Useful Health Tips

What are the First Signs of Dementia and How to deal with it?

April 10
17:26 2019

Dementia is a collective of symptoms and can affect anyone in their late 30s and early 40s up to an advanced age. Those who have the disease when younger are known to have Early Onset Dementia.

However, the majority of individuals are older adults. Unfortunately, their children are the ones who will take care of them as having a parent with dementia is a common issue around the world.

If you are unable to take care of your parent, either all together or part-time, finding quality help is essential. There is no shame in asking for help and finding someone or a safe place is the best for your loved one and yourself.


Most common issues associated with dementia include:

Memory Problems

Memory problems are not always the first indicator of dementia, although it is one of the first symptoms that point to the illness. Do not assume that a loss of occasional memory is dementia.

Other impairments that go hand-in-hand with memory loss or the loss or difficulty in:

  • Reasoning
  • Focus
  • Language
  • Communication

If your loved one is experiencing any of these symptoms, you may want to get them evaluated by a physician. In the meantime, be patient with them. They will not know what they are doing or why. It is a confusing time for them and the more understanding you are, the better they will adjust to this new way of life.


If your loved one loses interest in things they used to be excited about, such as hobbies or visiting with family and friends, this may be a sign of dementia.

They may also become tired easier and simply want to rest or sleep instead of joining in with an activity and family outings.

Change in Mood

A change in mood may be from a happy, friendly type of person to a gloomy and closed style of dealing with others. Depression is another indicator of dementia.

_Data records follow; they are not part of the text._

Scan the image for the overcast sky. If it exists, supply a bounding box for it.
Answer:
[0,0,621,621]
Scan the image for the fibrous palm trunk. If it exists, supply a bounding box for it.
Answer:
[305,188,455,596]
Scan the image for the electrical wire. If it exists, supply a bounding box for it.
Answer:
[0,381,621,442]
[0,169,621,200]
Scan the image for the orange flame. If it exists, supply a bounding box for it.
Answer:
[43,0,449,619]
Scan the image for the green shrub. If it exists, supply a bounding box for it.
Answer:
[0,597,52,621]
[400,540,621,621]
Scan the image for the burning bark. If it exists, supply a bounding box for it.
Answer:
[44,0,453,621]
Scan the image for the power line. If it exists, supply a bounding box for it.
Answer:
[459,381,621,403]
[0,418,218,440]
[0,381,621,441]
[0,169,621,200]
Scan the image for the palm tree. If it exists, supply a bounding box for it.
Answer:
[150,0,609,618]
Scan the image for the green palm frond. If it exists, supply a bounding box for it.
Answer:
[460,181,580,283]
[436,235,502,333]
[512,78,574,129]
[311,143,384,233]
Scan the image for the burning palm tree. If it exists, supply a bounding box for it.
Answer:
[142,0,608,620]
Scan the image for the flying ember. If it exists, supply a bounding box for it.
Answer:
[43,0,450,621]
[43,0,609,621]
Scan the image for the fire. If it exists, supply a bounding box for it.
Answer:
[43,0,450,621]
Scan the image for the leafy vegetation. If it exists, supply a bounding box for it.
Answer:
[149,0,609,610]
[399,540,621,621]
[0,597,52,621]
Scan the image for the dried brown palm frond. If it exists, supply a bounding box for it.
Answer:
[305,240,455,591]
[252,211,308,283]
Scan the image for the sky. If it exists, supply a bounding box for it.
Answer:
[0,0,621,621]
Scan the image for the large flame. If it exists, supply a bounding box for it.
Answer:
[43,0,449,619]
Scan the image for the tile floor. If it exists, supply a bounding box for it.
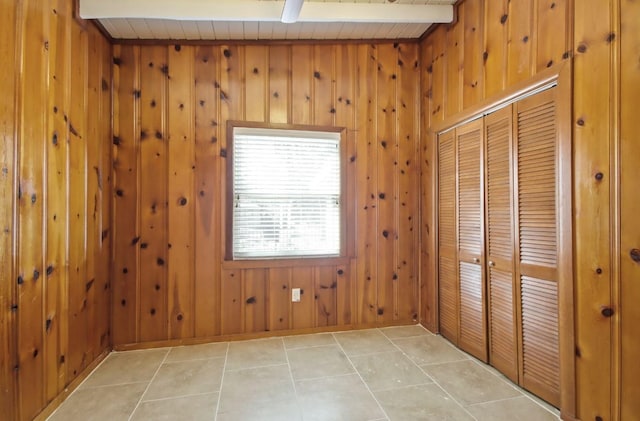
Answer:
[49,326,559,421]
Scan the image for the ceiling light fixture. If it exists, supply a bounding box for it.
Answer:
[280,0,304,23]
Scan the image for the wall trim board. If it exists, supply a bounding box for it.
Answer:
[110,37,420,47]
[113,320,418,352]
[429,60,572,137]
[33,349,111,421]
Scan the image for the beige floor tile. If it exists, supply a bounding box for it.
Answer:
[467,396,560,421]
[217,400,302,421]
[143,358,224,401]
[393,335,469,365]
[81,348,169,388]
[296,374,385,421]
[333,329,398,357]
[287,345,354,380]
[282,333,336,349]
[131,393,218,421]
[351,351,432,390]
[218,364,295,412]
[380,325,433,339]
[49,382,147,421]
[375,383,473,421]
[422,360,522,405]
[225,338,287,370]
[165,342,229,362]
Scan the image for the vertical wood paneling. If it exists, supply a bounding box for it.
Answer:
[335,44,358,325]
[111,45,141,343]
[573,0,615,419]
[66,26,88,378]
[0,2,21,419]
[45,0,71,401]
[244,45,269,121]
[313,266,338,326]
[291,267,316,329]
[312,45,336,126]
[167,45,196,339]
[482,0,509,98]
[114,43,420,345]
[17,2,47,419]
[376,44,399,321]
[93,33,113,356]
[192,46,221,336]
[619,0,640,421]
[220,270,245,335]
[534,0,570,72]
[355,45,378,323]
[419,42,438,331]
[268,46,291,123]
[461,1,485,109]
[267,268,292,331]
[291,45,313,124]
[394,44,420,320]
[85,34,102,362]
[214,45,246,260]
[507,0,537,86]
[138,47,168,341]
[444,12,466,116]
[0,0,112,420]
[242,269,267,332]
[429,26,444,123]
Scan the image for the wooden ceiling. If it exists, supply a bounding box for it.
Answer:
[79,0,455,41]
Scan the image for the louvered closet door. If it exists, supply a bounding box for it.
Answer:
[456,119,487,361]
[514,88,560,406]
[438,130,458,345]
[484,106,518,382]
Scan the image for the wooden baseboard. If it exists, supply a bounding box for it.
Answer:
[113,320,416,351]
[34,348,111,421]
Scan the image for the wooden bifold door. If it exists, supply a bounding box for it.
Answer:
[437,88,570,406]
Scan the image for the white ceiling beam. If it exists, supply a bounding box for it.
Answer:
[80,0,453,23]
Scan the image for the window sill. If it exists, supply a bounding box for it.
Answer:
[222,256,350,269]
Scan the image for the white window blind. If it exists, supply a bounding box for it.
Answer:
[233,127,341,259]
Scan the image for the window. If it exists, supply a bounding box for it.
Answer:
[230,123,343,259]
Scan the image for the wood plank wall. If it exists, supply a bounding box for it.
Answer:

The individual may lash out at the smallest little inconvenience or something that typically would not upset them. This is another time in which patience is needed.

Struggling With Change

Change can be difficult for many individuals, no matter what their health level is; however, those with dementia have a more difficult time with the smallest changes in routine and everyday tasks. Keeping a schedule and not wavering from that, will be the best for your loved one and you.

If you need to make a change in a schedule or something they do, try to incorporate it slowly as to not upset them.

Being Repetitive

Your loved one may need to repeat things over and over again and know why. This is a sign of dementia as their brain cannot connect to the end of a task.

One of the most common repetitive actions has asked the same question over and over. Even if you answered them once or twice, keep answering the question until you can steer the conversation in a new direction.

Difficulty Following Simple Directions

If your loved one is suffering from memory loss, they may not be able to follow simple directions. Tasks that they have been performing for a lifetime, like tying their shoes or finding the bathroom, may be difficult.

Investing in slip-on shoes and labeling everything they will be using will help in the beginning. The labels will help them feel more independent as they will not have to ask where something is or how to get to someplace in the house.

When to Seek Medical Help

You should make an appointment with your family doctor, who may refer you and your loved one to a neurologist. A neurologist will evaluate an individual’s mental and physical wellness to determine if they have dementia or another issue.

Tests the doctor may request include:

  • Memory and mental tasks, tests
  • Blood tests
  • A complete neurological exam
  • Brain imaging tests

There may be other tests, but these are the most common and can help a doctor determine what stage of the illness your loved one is in.

Causes of Dementia

There are many theories about why someone develops dementia, although it does not affect each older individual, and, no two cases are the same. Some of the issues that can be linked to the causes of dementia include:

  • Brain damage – could be from a stroke or injury
  • Lewy body dementia
  • Alzheimer’s disease – which is the leading cause of dementia in older adults
  • Huntington disease
  • Front-temporal dementia

Dementia Prevention

Although there is no known cure for dementia, there are steps you can take to prevent a diminished mental capacity.

Foods – incorporating Omega-3 fatty acids into your diet can help with brain health. Whole grains, fruits and vegetables are also good for the mind and body. Eating an abundance of healthy plant-based foods will help keep your brain in tip-top shape.

Vitamins – increasing the intake of certain vitamins, especially vitamin D, can be helpful in keeping a body and brain healthy longer.


Dementia Treatments

Some of the treatments a doctor may try include:

  • Medications
  • Talk therapy
  • Cognitive behavioral therapy (CBT)

There is no cure for dementia, and an individual with the disease will need to be taken care of for the rest of their life. They may never be left alone since they could harm themselves or others.

There are various options for dementia care, including in-home help and assisted living quarters.

Long-term Care

It is important to have the proper care for your loved one. If you are taking care of them yourself, be sure to enlist help from other family members.

You can also join a support group and get help from their insurance company in the form of a home-health-care worker.

You will need to know that anything they can’t understand or complete, although they may lash out at you, is not your fault. For your own well-being and health, you may invest in some talk therapy for yourself to keep your sanity.